[Research progress of diagnostic and therapeutic value of carbon dioxide-derived indicators in patients with sepsis].

Abstract

Effectively assessing oxygen delivery and demand is one of the key targets for fluid resuscitation in sepsis. Clinical signs and symptoms, blood lactic acid levels, and mixed venous oxygen saturation (SvO₂) or central venous oxygen saturation (ScvO₂) all have their limitations. In recent years, these limitations have been overcome through the use of derived indicators from carbon dioxide (CO₂) such as mixed veno-arterial carbon dioxide partial pressure difference (Pv-aCO₂, PCO₂ gap, or ΔPCO₂), the ratio of mixed veno-arterial carbon dioxide partial pressure difference to arterial-mixed venous oxygen content difference (Pv-aCO₂/Ca-vO₂). Pv-aCO₂, PCO₂ gap or ΔPCO₂ is not a purely anaerobic metabolism indicator as it is influenced by oxygen consumption. However, it reliably indicates whether blood flow is sufficient to carry CO₂ from peripheral tissues to the lungs for clearance, thus reflecting the adequacy of cardiac output and metabolism. The Pv-aCO₂/Ca-vO₂ may serve as a marker of hypoxia. SvO₂ and ScvO₂ represent venous oxygen saturation, reflecting tissue oxygen utilization.
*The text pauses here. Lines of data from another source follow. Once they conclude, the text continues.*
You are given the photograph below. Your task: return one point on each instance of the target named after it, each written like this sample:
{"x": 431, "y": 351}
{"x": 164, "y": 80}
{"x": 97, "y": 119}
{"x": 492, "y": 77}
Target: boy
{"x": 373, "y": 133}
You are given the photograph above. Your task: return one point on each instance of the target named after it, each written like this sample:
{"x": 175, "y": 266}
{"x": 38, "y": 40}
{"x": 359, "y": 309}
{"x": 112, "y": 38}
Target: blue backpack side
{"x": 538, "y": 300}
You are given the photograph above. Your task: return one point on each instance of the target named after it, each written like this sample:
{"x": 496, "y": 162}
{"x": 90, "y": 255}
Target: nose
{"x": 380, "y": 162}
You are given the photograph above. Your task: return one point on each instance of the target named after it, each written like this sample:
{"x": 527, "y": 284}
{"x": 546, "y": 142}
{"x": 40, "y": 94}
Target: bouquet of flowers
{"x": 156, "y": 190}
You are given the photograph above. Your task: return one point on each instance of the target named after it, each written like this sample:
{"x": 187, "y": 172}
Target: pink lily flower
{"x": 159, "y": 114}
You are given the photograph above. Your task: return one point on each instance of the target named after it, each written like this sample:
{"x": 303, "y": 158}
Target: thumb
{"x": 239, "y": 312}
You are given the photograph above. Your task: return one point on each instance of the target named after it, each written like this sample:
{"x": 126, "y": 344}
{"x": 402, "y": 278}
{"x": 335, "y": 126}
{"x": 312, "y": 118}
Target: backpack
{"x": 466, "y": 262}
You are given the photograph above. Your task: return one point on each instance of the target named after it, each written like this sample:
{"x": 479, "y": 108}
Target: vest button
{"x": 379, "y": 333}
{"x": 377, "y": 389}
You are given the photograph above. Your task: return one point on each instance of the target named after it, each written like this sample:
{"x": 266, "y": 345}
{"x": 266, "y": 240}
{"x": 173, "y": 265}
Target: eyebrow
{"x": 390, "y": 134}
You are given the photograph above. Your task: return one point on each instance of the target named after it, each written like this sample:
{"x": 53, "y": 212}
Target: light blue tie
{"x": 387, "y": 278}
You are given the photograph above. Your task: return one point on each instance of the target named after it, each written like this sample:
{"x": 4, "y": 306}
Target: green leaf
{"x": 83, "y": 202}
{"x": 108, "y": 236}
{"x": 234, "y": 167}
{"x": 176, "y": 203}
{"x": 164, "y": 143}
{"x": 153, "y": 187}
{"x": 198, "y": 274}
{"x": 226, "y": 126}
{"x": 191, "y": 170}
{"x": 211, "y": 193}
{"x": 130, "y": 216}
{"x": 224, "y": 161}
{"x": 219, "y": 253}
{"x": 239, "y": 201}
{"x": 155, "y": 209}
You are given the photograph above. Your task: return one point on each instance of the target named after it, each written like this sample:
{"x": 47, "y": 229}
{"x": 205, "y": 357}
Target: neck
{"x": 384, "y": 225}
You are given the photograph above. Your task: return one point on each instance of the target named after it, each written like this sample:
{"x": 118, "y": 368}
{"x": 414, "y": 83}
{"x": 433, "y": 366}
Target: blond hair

When oxygen delivery decreases but tissues still require more oxygen, oxygen extraction rate usually increases to meet tissue demands, resulting in decreased SvO₂ and ScvO₂. But in some cases, even if the oxygen delivery rate and tissue utilization rate of oxygen are reduced, it may still lead to a decrease in SvO₂ and ScvO₂. Sepsis is a classic example where tissue oxygen utilization decreases due to factors such as microcirculatory dysfunction, even when oxygen delivery is sufficient, leading to decrease in SvO₂ and ScvO₂. Additionally, the solubility of CO₂ in plasma is approximately 20 times that of oxygen. Therefore, during sepsis or septic shock, derived variables of CO₂ may serve as sensitive markers for monitoring tissue perfusion and microcirculatory hemodynamics. Its main advantage over blood lactic acid is its ability to rapidly change and provide real-time monitoring of tissue hypoxia. This review aims to demonstrate the principles of CO₂-derived variables in sepsis, assess the available techniques for evaluating CO₂-derived variables during the sepsis process, and discuss their clinical relevance.